Barack Obama mengakui Amerika Serikat tidak mampu mengalahkan kelompok militan Taliban di Afghanistan.
"Situasi di Afghanistan masih sulit. Perang telah menjadi bagian dari kehidupan di Afghanistan selama lebih dari 30 tahun. AS tidak bisa menghapus Taliban atau mengakhiri kekerasan di negara itu," kata Obama saat berpidato di Pangkalan Angkatan Udara MacDill di Florida.
Pasca serangan ke Gedung World Trade Center di New York pada 11 September 2011, AS menganggap Taliban bertanggung jawab atas peristiwa itu dan kemudian menggempur Afghanistan dengan alasan memerangi terorisme dan Taliban serta menciptakan keamanan dan stabilitas.
Militer AS telah dikerahkan ke Afghanistan sejak masa itu. Saat ini 10 ribu tentara Amerika disebarkan di Afghanistan, namun kekacauan tetap menghantui negara itu.
Jumlah korban tewas perang Afghanistan sejak invasi AS mencapai 150 ribu orang, di mana hampir 2.500 dari mereka adalah tentara Amerika.
Sekarang lebih dari satu setengah dekade dari pendudukan Afghanistan oleh AS, ribuan warga Afghan tewas, terluka, dan mengungsi.
Angka kemiskinan naik tajam akibat hancurnya infrastruktur Afghanistan dalam serangan jet-jet tempur Amerika.
Sementara Taliban tetap leluasa melanjutkan kegiatannya dan bahkan teroris Daesh sudah mulai beroperasi di Afghanistan.
Isu ini menjadi penting karena Presiden terpilih AS Donald Trump menyebut Obama dan mantan Menteri Luar Negeri Hillary Clinton sebagai pendiri Daesh.
Al Qaeda dan Taliban merupakan kelompok yang dimanfaatkan oleh Dinas Intelijen Pusat AS (CIA) pada masa pendudukan Uni Soviet di Afghanistan.
Namun, kedua kelompok ini mulai memberontak terhadap tuannya, AS setelah Uni Soviet angkat kaki dari Afghanistan.
Pada tahun 2001, Presiden AS George W. Bush mengeluarkan maklumat perang tanpa akhir terhadap terorisme.
Jelas bahwa tujuan pemerintahan Bush bukan untuk menghancurkan Taliban, tapi ingin mengerahkan tentara Amerika dengan alasan perang kontra-terorisme dan oleh sebab itu, AS dua tahun kemudian menginvasi Irak dengan dalih keberadaan senjata pemusnah massal.

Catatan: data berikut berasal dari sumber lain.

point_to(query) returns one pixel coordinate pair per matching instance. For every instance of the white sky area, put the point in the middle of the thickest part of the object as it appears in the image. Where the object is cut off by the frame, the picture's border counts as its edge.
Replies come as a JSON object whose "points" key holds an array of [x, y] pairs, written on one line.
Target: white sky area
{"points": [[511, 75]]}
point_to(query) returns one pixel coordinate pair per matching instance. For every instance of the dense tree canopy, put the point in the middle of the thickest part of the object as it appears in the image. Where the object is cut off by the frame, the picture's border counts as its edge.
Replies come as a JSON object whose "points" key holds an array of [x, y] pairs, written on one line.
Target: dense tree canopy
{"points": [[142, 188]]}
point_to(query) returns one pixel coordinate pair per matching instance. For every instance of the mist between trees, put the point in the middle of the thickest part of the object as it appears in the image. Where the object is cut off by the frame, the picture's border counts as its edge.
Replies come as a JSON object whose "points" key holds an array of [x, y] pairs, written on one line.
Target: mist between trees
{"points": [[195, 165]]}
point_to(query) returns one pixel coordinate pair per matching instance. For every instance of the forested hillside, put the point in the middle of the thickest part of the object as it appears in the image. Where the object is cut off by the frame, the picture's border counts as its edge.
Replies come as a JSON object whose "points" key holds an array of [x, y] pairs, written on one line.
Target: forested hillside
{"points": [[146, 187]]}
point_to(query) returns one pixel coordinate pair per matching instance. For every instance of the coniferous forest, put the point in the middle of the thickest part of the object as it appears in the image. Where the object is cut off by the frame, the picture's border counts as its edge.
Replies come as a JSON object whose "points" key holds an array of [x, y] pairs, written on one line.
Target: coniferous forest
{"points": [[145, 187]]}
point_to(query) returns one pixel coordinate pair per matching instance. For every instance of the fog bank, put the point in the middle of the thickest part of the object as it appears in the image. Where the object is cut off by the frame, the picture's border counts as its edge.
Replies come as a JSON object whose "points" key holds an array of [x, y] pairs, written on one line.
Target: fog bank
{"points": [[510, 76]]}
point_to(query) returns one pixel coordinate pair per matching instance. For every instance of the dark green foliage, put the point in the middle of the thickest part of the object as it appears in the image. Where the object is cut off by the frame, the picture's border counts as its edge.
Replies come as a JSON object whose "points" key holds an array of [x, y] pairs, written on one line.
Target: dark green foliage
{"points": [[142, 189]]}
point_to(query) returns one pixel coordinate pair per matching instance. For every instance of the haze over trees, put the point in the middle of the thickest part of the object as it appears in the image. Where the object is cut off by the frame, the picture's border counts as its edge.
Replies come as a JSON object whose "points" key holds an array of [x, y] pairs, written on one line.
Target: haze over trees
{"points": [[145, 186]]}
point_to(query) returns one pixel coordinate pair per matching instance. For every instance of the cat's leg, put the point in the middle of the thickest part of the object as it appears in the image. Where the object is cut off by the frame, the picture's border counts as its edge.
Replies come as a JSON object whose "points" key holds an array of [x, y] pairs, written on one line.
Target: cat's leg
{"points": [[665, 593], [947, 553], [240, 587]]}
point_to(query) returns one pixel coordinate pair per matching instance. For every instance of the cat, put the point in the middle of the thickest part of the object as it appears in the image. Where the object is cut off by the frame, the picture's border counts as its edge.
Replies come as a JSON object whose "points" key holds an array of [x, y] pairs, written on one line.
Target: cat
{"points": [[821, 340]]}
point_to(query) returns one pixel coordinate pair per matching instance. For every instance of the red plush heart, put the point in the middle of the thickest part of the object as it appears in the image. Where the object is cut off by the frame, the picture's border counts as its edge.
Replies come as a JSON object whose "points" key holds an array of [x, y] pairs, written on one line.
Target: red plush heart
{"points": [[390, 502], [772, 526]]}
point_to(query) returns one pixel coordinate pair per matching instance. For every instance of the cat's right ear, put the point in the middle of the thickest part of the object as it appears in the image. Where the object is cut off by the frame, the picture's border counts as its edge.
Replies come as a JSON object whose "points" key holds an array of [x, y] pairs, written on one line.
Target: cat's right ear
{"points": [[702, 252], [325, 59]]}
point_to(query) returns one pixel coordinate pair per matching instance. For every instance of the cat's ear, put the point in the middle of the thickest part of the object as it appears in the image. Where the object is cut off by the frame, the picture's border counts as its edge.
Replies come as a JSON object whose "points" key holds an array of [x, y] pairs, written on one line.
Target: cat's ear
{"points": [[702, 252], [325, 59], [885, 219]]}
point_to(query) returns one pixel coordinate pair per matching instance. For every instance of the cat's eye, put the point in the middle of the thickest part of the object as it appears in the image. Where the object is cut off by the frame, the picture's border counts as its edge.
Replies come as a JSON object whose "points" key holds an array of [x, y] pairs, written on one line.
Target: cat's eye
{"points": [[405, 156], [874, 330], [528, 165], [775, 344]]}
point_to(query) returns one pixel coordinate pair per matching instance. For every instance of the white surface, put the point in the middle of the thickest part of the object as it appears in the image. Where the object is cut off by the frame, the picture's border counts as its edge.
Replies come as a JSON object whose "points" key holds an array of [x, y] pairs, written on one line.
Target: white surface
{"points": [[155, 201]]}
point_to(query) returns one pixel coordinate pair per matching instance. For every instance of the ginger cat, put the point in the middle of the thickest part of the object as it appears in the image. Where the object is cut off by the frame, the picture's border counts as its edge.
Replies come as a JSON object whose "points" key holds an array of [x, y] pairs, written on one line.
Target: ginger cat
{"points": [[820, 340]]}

Namun pasca invasi, sama sekali tidak ditemukan senjata terlarang di Irak.
Letak Afghanistan dinilai strategis karena berada tidak jauh dari kekuatan-kekuatan besar rival Amerika yaitu Cina dan Rusia ditambah Iran.
Negara itu juga mencuri perhatian Washington sebagai jalur transit energi dan untuk itu, AS menduduki Afghanistan.
Akan tetapi, AS tidak belajar dari kekalahan pahit pasukan Uni Soviet di Afghanistan. Pengakuan Obama sebenarnya indikasi dari ketidakmampuan Amerika dalam menghadapi tekad sebuah bangsa, yang terus melakukan perlawanan terhadap pendudukan asing.
Obama mengakui ketidakmampuan Amerika dalam menghancurkan Taliban di akhir masa jabatannya.
Ia menyadari bahwa Amerika tidak bisa mencerabut akar terorisme hanya dengan mengandalkan opsi militer.
Tapi perlu diingat, Obama terlibat dalam kejahatan Bush dalam memunuh rakyat Afghanistan dan ia juga telah memaksakan pakta keamanan dengan Kabul sehingga pasukan Amerika bisa bertahan di Afghanistan.
Kekuatan-kekuatan besar di masa lalu menghadapi keterpurukan setelah berpetualang terlalu jauh di negara lain. Banyak pemikir juga telah meramalkan tentang keruntuhan AS sebagai akibat dari perang yang dikorbarkan di sejumlah negara.